Quinn had become a different person. The crazy Dodgem driver was gone, and in his place was a watchful soldier, every muscle in his body tensed, all his attention focused on the approaching Gadge.
‘He’s turning. He’s not coming inside.’
All four of them breathed out at once and they shared a guilty smile. ‘If we’d killed him, they’d come sniffing around to find out who did it. Wouldn’t be safe to come here again,’ Dorian told them. ‘Mind you, if it had been Gadger Red, I’d have told you to shoot anyway, Quinn.’
‘Gadger Red. I’ve heard you mention that name before,’ Berrin said to her.
‘You’d better pray you never meet him face to face,’ Quinn said ominously.
SOMEHOW, THE DARKNESS SEEMED easier to take now that Berrin had felt the sun on his skin for those few minutes. When they reached the entrance to the sleeping quarters, a Rat Berrin had never seen before was waiting for him. He introduced himself as Enders and then got straight down to business.
‘I have a message from Ferdinand. He wants to see you right away.’
‘Does he want Olanda to come as well?’
Enders was firm about his instructions. ‘No, he just wants you.’
Jasper met Berrin in the narrow tunnel as he grew near.
‘Ah, it’s you, Berrin,’ said Ferdinand when he appeared. ‘I wasn’t sure when my message would reach you.’
‘I’ve been on the surface,’ Berrin told him once they were settled among the cushions. ‘I saw a Gadge.’
‘Merciless creatures. They are the worst of Malig Tumora’s monsters,’ said Ferdinand, disgust heavy in every word.
‘Who is he?’
‘A brilliant scientist. The smartest man wh
o’s ever lived. That was what they said about him. I was only a child younger than you back then but even I had heard of him. He was going to do great things, make everyone’s life perfect. It seemed he could create anything we wanted in his laboratories. He built fabulous machines and he changed plants and animals, all to serve humans better.’
‘But they don’t serve humans.’
‘No, they only serve him. The power of his inventions sent him mad — at least, I can only guess that’s what happened. No-one knows for certain.’
‘Don’t the grown-ups on the surface know what an evil man he is?’
‘I don’t know what goes on inside the grown-ups’ heads. Malig Tumora seems to have them completely under his control. We don’t know yet how he does it, but it works very well. Every moment of a grown-up’s life is strictly regulated. Parents don’t seem to rebel, even when their children are taken away to dormitories. If they did, of course, the Gadges would kill them.’
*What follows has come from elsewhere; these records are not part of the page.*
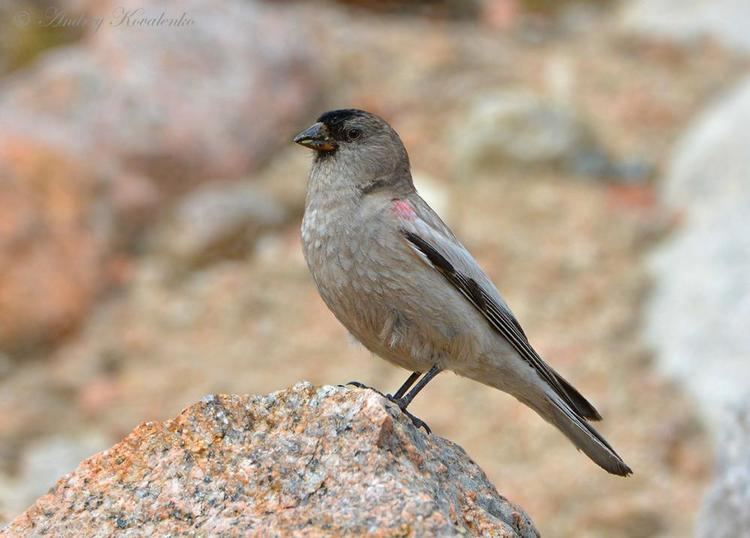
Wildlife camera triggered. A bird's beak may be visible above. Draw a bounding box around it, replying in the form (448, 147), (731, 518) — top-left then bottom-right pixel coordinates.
(294, 122), (338, 151)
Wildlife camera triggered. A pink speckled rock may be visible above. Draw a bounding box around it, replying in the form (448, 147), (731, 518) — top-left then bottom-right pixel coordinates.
(5, 383), (538, 537)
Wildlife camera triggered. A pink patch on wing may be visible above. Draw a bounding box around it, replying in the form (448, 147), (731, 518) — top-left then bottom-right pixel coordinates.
(393, 200), (417, 220)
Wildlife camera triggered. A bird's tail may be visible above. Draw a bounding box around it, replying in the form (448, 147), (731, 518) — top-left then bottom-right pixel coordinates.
(528, 393), (633, 476)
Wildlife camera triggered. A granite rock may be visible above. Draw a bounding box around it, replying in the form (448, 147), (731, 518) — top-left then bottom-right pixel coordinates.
(622, 0), (750, 52)
(696, 403), (750, 538)
(645, 79), (750, 429)
(5, 383), (538, 537)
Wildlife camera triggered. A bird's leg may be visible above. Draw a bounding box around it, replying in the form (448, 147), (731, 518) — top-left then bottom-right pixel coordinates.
(392, 372), (422, 400)
(397, 364), (441, 411)
(386, 365), (441, 433)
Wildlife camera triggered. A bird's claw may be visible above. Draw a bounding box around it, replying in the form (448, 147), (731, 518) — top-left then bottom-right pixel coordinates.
(385, 394), (432, 434)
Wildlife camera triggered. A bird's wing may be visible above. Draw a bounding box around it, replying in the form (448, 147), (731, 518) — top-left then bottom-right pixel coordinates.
(399, 196), (601, 420)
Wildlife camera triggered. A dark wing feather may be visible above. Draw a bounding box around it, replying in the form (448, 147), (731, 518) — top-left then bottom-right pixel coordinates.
(402, 230), (601, 420)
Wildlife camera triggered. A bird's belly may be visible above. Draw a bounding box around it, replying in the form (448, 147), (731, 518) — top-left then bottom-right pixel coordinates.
(314, 252), (482, 372)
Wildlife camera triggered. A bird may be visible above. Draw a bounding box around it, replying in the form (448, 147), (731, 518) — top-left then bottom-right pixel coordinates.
(293, 108), (632, 476)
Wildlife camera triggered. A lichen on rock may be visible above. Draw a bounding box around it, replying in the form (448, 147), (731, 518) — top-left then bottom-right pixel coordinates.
(5, 383), (538, 538)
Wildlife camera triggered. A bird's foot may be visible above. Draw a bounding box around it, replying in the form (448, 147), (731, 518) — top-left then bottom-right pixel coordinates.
(385, 394), (432, 433)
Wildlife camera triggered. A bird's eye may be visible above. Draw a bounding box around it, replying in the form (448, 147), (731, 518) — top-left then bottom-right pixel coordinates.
(346, 128), (362, 142)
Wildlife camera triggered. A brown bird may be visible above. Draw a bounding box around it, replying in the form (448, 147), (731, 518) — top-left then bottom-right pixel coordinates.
(294, 109), (632, 476)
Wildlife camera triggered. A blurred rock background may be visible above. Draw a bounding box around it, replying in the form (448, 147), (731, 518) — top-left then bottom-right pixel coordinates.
(0, 0), (750, 537)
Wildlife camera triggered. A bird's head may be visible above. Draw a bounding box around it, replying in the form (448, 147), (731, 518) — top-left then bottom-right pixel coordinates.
(294, 109), (411, 192)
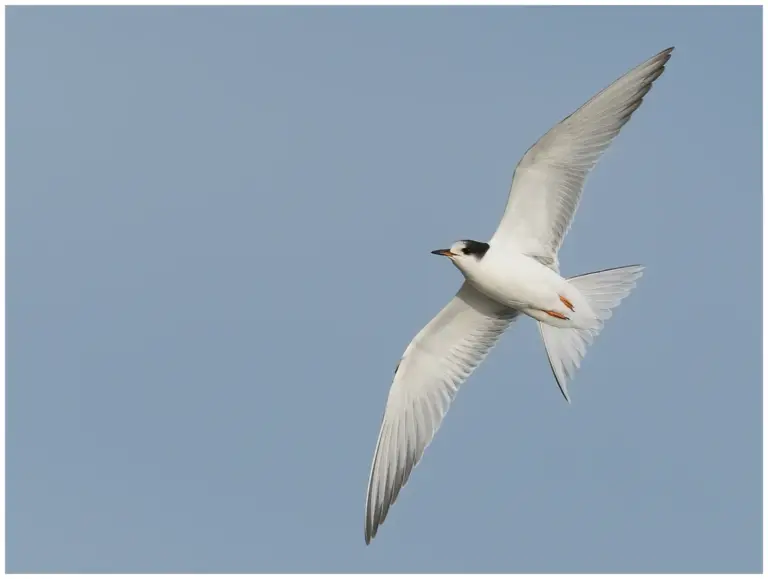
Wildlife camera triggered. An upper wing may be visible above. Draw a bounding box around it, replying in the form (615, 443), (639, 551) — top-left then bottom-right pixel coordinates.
(365, 282), (517, 543)
(491, 48), (673, 262)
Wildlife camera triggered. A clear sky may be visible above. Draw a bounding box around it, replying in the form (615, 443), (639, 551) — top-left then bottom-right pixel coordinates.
(6, 7), (762, 572)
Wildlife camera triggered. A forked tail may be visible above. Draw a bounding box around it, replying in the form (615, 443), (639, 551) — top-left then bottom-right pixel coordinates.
(539, 265), (643, 402)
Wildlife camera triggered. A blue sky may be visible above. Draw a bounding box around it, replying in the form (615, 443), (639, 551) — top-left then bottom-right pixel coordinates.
(6, 7), (762, 572)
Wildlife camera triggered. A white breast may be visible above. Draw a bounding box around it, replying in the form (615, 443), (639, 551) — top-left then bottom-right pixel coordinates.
(460, 249), (567, 309)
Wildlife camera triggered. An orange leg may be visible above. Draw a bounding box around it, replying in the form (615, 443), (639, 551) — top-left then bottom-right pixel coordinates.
(544, 310), (568, 320)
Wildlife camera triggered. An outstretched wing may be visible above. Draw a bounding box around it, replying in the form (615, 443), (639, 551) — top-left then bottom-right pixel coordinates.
(491, 48), (673, 269)
(365, 282), (517, 543)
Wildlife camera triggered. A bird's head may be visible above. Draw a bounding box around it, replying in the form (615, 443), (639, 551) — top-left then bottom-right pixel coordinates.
(432, 239), (490, 269)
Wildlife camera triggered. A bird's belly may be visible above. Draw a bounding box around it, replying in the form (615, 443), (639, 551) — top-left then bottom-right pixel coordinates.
(468, 257), (594, 328)
(462, 260), (564, 310)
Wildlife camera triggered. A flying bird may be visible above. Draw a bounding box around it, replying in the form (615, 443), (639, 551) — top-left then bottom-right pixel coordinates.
(365, 47), (674, 544)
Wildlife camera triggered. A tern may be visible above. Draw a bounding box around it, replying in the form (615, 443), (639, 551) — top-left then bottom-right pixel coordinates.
(365, 47), (674, 544)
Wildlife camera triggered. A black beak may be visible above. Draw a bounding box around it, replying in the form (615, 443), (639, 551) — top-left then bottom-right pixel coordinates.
(432, 249), (455, 257)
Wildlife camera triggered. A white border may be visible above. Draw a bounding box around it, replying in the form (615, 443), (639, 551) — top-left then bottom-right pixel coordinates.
(0, 0), (768, 579)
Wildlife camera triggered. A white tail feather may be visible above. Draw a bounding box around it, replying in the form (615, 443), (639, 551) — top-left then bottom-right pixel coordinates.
(539, 265), (643, 402)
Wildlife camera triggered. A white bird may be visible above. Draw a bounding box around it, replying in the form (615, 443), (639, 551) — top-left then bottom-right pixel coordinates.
(365, 48), (673, 543)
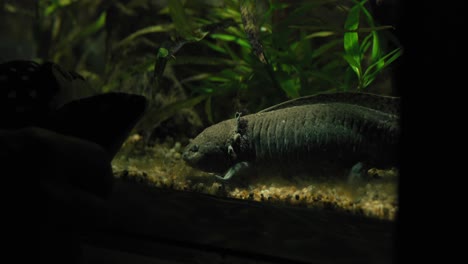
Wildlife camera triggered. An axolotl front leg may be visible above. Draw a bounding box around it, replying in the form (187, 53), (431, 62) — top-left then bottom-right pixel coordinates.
(214, 161), (253, 181)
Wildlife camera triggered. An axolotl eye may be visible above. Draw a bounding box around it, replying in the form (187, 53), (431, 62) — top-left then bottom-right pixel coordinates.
(190, 144), (199, 152)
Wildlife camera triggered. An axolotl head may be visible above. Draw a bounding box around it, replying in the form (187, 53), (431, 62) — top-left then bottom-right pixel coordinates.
(183, 119), (235, 173)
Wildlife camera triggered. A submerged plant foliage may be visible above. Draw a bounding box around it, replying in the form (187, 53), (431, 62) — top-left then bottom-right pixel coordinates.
(4, 0), (401, 139)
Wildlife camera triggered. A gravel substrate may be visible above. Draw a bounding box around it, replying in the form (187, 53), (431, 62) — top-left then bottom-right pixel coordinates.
(113, 136), (398, 220)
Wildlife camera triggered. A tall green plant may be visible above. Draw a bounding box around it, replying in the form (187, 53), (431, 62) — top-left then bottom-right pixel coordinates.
(343, 0), (401, 90)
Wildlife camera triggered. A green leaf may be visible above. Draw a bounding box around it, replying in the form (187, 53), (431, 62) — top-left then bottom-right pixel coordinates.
(311, 39), (343, 58)
(205, 96), (214, 124)
(343, 3), (361, 78)
(210, 34), (251, 49)
(167, 0), (194, 40)
(343, 54), (361, 78)
(364, 48), (402, 86)
(113, 24), (174, 49)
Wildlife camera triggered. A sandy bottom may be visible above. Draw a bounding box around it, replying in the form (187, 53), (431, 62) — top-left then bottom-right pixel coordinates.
(112, 136), (398, 220)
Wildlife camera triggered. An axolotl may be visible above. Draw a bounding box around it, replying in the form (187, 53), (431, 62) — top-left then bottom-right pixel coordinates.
(183, 92), (400, 180)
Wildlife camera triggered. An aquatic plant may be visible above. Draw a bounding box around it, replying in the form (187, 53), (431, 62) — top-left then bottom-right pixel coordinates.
(4, 0), (401, 139)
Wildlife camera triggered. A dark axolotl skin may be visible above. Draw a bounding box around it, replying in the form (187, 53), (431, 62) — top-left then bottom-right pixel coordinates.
(183, 93), (400, 179)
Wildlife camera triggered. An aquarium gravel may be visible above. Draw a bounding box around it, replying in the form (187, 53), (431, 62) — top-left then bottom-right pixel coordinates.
(112, 135), (398, 220)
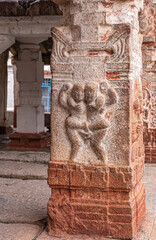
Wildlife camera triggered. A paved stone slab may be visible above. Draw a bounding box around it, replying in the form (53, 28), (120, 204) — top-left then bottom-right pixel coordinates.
(36, 230), (112, 240)
(0, 223), (40, 240)
(0, 161), (48, 180)
(0, 151), (50, 164)
(0, 178), (50, 223)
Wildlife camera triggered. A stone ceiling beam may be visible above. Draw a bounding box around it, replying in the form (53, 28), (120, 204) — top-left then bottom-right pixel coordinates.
(0, 35), (15, 54)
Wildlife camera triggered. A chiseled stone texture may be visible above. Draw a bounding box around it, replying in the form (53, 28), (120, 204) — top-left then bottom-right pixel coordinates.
(0, 223), (40, 240)
(48, 0), (145, 239)
(0, 0), (61, 17)
(139, 0), (156, 163)
(48, 0), (145, 239)
(0, 178), (50, 223)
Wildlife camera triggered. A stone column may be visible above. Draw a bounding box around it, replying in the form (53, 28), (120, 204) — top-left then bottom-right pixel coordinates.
(0, 51), (8, 134)
(9, 43), (47, 150)
(139, 0), (156, 163)
(48, 0), (145, 239)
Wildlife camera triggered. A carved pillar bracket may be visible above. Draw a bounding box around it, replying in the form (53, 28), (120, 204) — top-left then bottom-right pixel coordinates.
(48, 0), (145, 239)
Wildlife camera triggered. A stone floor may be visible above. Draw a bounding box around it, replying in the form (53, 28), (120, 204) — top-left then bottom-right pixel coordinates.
(0, 150), (156, 240)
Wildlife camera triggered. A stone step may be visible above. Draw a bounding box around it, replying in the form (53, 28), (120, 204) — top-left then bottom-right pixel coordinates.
(0, 223), (40, 240)
(0, 161), (48, 180)
(0, 151), (50, 164)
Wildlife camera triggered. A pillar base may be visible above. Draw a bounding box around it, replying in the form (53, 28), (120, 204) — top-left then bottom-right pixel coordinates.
(144, 129), (156, 163)
(48, 162), (145, 239)
(7, 132), (50, 151)
(0, 126), (13, 135)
The true horror of a grown-up’s life on the surface was starting to become clear. ‘They do exactly what he tells them?’
‘He uses a devilish machine to spread his orders among them.’
‘A machine?’
‘Yes,’ said Ferdinand, shifting on his cushion. ‘He didn’t invent it. It had been around for more than a century, in fact. He simply turned it to his own use. They stare at its screen and do everything it tells them. It’s called teller-vision.’
Berrin stared at him, wide-eyed.
‘Through this and his many other inventions, Malig Tumora controls this entire city and the lives of every person in it.’
‘Except us,’ said Berrin brightly.
‘Yes, except the Rats in these tunnels,’ agreed Ferdinand. ‘We are the last and only hope of bringing back the Time Before.’
‘I’ve heard Dorian talk about the Time Before. Was it a good place?’
Ferdinand laughed. ‘It wasn’t a separate place, somewhere else. It was right above us, the same city you’ve lived in all your life. The Time Before, well, it was life as it should be. And no, it wasn’t always happy. I can remember being miserable at times, even in my own family.’